Dr Hayley Stannard is an animal physiologist from Charles Sturt University who is studying sarcoptic mange and roadkill reductions with marsupials, including common wombats.
She says that verifying the land speed of a wombat is a tricky undertaking, but that many experts in the field have accepted the 40km/h as fact enough.
“It’s hard to verify. We just sort of accept it and share it and, usually, if we do a talk at a conference or something, we’ll share those sort of anecdotal facts,” she says. “It does get repeated out there in the general public world.”
The difficulty, she says, comes when a ‘fact,’ accepted among scientists but not published as peer-reviewed research, is queried by a public enquiry or factfinding exercise like the one from Museums Victoria.
“Then it does come back to well, are scientists telling us the truth or not? It probably is the truth, but we just don’t have the solid evidence to say for sure.”
Museums Victoria agreed with this perspective. A spokesperson told Cosmos:
“In the absence of published data, extraordinary numbers can seize the collective imagination and risk becoming over-generalised, exaggerated and divorced from their context. It remains that no one has yet accurately measured the speed and endurance of the Southern Hairy Nosed Wombat in a scientifically rigorous way, and there appears to be no data to show that this gallop can be sustained over 150m, or that this can be generalised to all 3 wombat species.”

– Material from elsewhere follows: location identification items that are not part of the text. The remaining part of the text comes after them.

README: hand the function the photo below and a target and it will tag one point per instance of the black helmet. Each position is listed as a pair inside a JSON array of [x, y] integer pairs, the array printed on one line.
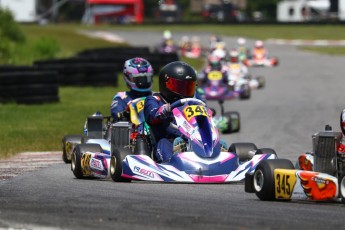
[[177, 80]]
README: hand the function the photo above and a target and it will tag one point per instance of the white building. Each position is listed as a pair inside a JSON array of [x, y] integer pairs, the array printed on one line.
[[22, 10]]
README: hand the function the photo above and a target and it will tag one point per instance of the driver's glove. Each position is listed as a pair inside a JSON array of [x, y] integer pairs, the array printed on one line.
[[164, 111]]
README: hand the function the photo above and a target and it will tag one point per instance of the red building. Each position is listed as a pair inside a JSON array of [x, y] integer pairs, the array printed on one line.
[[114, 11]]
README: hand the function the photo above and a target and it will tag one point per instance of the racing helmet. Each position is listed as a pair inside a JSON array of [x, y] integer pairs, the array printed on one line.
[[259, 44], [234, 56], [241, 41], [138, 74], [177, 80], [214, 61]]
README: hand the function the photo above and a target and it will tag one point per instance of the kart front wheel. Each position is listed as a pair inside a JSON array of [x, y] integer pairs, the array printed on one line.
[[116, 162], [68, 143], [233, 123], [263, 178], [77, 155]]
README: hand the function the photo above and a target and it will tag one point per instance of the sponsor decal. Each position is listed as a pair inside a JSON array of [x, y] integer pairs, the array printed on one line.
[[96, 164], [144, 171], [85, 164], [316, 187]]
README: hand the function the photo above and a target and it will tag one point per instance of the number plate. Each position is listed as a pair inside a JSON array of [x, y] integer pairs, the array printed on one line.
[[194, 110], [284, 183]]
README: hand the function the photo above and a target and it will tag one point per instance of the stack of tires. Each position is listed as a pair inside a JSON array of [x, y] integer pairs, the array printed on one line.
[[100, 67], [81, 71], [28, 85]]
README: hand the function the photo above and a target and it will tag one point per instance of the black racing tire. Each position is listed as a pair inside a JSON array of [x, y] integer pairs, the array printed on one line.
[[261, 80], [245, 92], [117, 157], [242, 150], [233, 122], [263, 178], [66, 140], [341, 185], [77, 154], [266, 150]]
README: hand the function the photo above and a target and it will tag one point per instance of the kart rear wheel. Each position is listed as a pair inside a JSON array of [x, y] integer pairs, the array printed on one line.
[[77, 154], [243, 150], [67, 146], [263, 178], [116, 161], [233, 123], [342, 187]]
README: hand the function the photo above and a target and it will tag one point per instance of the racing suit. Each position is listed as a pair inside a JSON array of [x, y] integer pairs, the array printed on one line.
[[120, 101], [163, 135]]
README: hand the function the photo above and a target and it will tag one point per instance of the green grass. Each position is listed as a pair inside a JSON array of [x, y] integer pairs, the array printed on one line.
[[41, 127]]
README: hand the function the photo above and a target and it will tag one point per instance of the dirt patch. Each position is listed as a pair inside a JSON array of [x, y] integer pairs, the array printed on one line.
[[27, 162]]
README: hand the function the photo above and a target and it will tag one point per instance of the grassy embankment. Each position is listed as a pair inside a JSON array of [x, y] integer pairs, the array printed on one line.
[[41, 127]]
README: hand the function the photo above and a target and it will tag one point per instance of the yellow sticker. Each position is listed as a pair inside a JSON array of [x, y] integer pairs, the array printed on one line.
[[284, 183], [195, 110], [214, 75], [234, 66], [140, 105], [134, 111]]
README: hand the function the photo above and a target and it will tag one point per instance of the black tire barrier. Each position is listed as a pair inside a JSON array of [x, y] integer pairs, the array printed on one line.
[[114, 51], [88, 73], [28, 86]]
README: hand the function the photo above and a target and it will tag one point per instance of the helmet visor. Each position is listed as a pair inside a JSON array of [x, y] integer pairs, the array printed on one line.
[[142, 82], [183, 88]]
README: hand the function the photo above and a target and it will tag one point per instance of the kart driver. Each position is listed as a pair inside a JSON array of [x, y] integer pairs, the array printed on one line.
[[177, 80], [137, 73]]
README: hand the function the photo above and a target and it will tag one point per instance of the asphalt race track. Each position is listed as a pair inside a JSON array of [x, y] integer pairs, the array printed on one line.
[[302, 95]]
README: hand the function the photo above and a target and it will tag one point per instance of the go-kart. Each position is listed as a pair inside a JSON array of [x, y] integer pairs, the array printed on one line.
[[91, 158], [317, 176], [239, 80], [166, 48], [215, 89], [203, 162], [260, 59], [97, 127]]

The challenge of a scientific test for wombat top speed
So could it be done? Could a team of scientists accurately track the bolt of a wombat?
It’s doable but highly unlikely.
As Taggart noted, knowing the exact running speed of a wombat serves little scientific purpose.
But convincing a wombat to run its own 100m dash will also be challenging. Stannard imagines it would involve purpose building an in-the-field running course.
“It would need to be done in a wild setting, hopefully, with nothing interfering with the animal’s natural habitat or ability to run or anything,” she says.
“So you’d need to set up some markers and a space that you’re watching and timing them [to] see how far they go. But then if you want to see their speed capability, you probably do need to scare it or encourage it to run.”
And in a properly designed experiment, as Stannard points out, spooking a wombat in its natural context to run away as fast as it can, will surely need ethics approval.
Museums Victoria concludes by emphasising one of the key tenets of science: nothing is a fact, and everything is disprovable.
“Truth in science is never final: what is accepted as fact today may be rejected by tomorrow based on new observations or data. Museums Victoria is proud to be a source of trusted knowledge, and we welcome any new scientific information that adds to the understanding of Australia’s diverse fauna.”
The upshot is: a wombat can probably run as fast as 40km/h when it needs to. But a rolled gold verification will remain a scientific mystery, for now.